Myomo Inc. CEO Steve Kelly on his company's portable, robotic device for stroke rehabilitation and the coming wave that will revolutionize the medical device industry as we know it.
Steve Kelly's spent three decades watching new technology that originated in consumer electronics wreak havoc on well-established industries. The CEO of Myomo Inc. bore witness as new technologies redefined the home computing market in the 1980s, the telecom space in the 1990s and the changes voice-over-IP technology brought to telephony in the last decade.
Kelly sees a similar wave heading for the shores of the medical device industry. MassDevice spoke with him to hear his take on where the sector is headed and why.
MassDevice: Can you give us a quick primer on the origins and history of Myomo?
Steve Kelly: This technology comes out of the lab of Prof. Woodie Flowers. Woodie was one of the leading professors in mechanical engineering and robotics at MIT. He developed the Boston Arm, he was the first host of the American Scientific show that Alan Alda does, co-founded FIRST Robotics with Dean Kamen.
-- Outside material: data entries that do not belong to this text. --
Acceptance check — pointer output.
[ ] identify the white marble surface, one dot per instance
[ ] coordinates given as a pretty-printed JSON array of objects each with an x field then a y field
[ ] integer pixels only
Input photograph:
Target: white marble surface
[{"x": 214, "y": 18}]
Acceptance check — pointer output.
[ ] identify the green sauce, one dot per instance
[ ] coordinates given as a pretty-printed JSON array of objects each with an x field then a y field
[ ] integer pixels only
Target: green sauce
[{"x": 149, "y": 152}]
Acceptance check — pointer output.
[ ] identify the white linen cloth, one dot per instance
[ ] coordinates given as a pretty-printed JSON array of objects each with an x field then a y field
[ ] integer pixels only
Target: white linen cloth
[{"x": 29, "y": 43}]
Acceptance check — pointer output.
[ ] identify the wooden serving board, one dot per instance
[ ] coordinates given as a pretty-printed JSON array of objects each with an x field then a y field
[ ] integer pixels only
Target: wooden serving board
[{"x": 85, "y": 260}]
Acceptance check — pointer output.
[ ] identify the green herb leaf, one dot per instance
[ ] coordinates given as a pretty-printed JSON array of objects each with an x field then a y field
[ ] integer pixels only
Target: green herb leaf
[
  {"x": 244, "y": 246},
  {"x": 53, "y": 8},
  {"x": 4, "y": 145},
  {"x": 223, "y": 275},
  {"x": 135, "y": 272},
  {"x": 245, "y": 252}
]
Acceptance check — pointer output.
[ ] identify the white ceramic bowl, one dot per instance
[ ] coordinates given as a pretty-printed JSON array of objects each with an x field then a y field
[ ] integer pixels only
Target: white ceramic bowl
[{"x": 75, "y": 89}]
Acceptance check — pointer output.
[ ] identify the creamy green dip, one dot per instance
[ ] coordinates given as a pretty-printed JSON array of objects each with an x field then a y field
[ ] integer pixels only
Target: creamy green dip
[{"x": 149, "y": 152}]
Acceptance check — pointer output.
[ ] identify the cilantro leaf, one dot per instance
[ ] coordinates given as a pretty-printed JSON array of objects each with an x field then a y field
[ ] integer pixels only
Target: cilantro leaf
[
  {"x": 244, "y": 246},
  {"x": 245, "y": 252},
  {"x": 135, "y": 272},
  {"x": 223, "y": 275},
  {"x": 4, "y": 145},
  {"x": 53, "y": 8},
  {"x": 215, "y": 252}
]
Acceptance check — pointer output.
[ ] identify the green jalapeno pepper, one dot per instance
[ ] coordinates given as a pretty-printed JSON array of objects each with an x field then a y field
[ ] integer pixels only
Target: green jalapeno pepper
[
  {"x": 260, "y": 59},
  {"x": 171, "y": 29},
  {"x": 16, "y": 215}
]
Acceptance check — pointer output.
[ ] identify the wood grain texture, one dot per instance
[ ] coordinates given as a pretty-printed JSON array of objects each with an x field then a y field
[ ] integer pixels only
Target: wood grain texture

A couple of his students came up with the idea. There are prosthetics for amputatees, but for people who have some sort of muscular impairment, why isn't there something to help them? So it began as a research project. They won the MIT 50k [business plan contest] back a few years ago it got spun out as a company and today the company has an arm product on the market, the e100, that is cleared for treating people who have a stroke.
MassDevice: What's your background? How did you come to a career in medical devices, and what's the appeal of this industry for you personally?